I'm not against all authority by any means, but it's not an unconditionally good thing either.
All of her points on the "Totalitarian" states are ultimately used to indict all of modern society as being unfavorably close to Nazism, as opposed to Arendt's conception of what a good state should be. And what would Hannah Arendt consider to be a good state? Some idealized version of Ancient Greece that's built on her arbitrary philosophical categories of Human Freedom.
The book is less Cold War propaganda than it is some masturbatory philosophical treatise about how The Greeks Got It Right.
RedMaistre posted:"My first impression: On top, the judges, the best of German Jewry. Below them, the prosecuting attorneys, Galicians, but still Europeans. Everything is organized by a police force that gives me the creeps, speaks only Hebrew, and looks Arabic ... And outside the doors, the oriental mob, as if one were in Istanbul or some other half-Asiatic country."

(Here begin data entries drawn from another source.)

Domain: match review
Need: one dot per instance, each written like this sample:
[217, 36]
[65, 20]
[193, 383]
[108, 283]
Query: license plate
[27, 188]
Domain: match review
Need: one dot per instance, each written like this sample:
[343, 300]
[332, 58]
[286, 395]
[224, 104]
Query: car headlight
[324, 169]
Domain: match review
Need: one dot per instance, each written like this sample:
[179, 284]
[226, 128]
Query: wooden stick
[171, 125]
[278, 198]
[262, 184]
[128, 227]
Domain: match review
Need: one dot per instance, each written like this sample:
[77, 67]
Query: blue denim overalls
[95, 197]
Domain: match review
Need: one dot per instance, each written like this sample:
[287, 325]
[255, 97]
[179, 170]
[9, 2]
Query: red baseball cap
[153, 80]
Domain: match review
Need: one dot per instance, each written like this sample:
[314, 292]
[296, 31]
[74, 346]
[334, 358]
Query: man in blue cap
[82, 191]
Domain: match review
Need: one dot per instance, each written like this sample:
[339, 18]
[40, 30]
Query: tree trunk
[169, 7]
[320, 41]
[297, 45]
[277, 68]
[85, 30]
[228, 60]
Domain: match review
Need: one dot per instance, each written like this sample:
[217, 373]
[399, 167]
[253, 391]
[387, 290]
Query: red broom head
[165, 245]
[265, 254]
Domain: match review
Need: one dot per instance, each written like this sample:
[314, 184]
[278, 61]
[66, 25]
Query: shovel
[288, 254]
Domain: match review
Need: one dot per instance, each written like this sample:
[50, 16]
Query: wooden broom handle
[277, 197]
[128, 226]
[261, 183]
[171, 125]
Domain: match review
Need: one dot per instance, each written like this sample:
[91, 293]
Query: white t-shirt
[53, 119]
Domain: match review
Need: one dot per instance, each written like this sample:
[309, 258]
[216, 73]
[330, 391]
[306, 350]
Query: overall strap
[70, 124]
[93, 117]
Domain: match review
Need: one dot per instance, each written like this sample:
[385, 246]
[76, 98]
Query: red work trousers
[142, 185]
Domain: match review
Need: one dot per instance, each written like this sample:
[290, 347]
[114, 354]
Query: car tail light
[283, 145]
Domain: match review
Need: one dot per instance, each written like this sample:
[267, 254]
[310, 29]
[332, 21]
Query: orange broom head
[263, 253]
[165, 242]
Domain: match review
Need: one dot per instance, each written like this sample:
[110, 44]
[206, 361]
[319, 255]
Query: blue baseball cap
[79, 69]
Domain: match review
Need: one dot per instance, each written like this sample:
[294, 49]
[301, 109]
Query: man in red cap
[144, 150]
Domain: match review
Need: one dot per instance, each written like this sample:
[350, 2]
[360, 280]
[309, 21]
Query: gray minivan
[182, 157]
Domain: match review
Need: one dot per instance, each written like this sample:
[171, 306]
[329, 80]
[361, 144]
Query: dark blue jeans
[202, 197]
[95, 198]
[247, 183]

-From Eichmann in Jerusalem by Hannah Arendt
I'm half Galician, I guess - but until a year or two ago I didn't know Galicia was a place or that it was the cultural/ethnic commonality between my grandparents who came from either side of the Polish-Ukrainian border.
I definitely don't know what Galician signifies here in context, were they notorious for certain things in Germany/Austria?
I'd ask my grandparents but one is dead (rip, my grandmother) and the other doesn't really want to get into most of it, usually. I think he's (I'm?) secretly Jewish. But I am completely estranged from that half of my family background because... Hitler, I guess.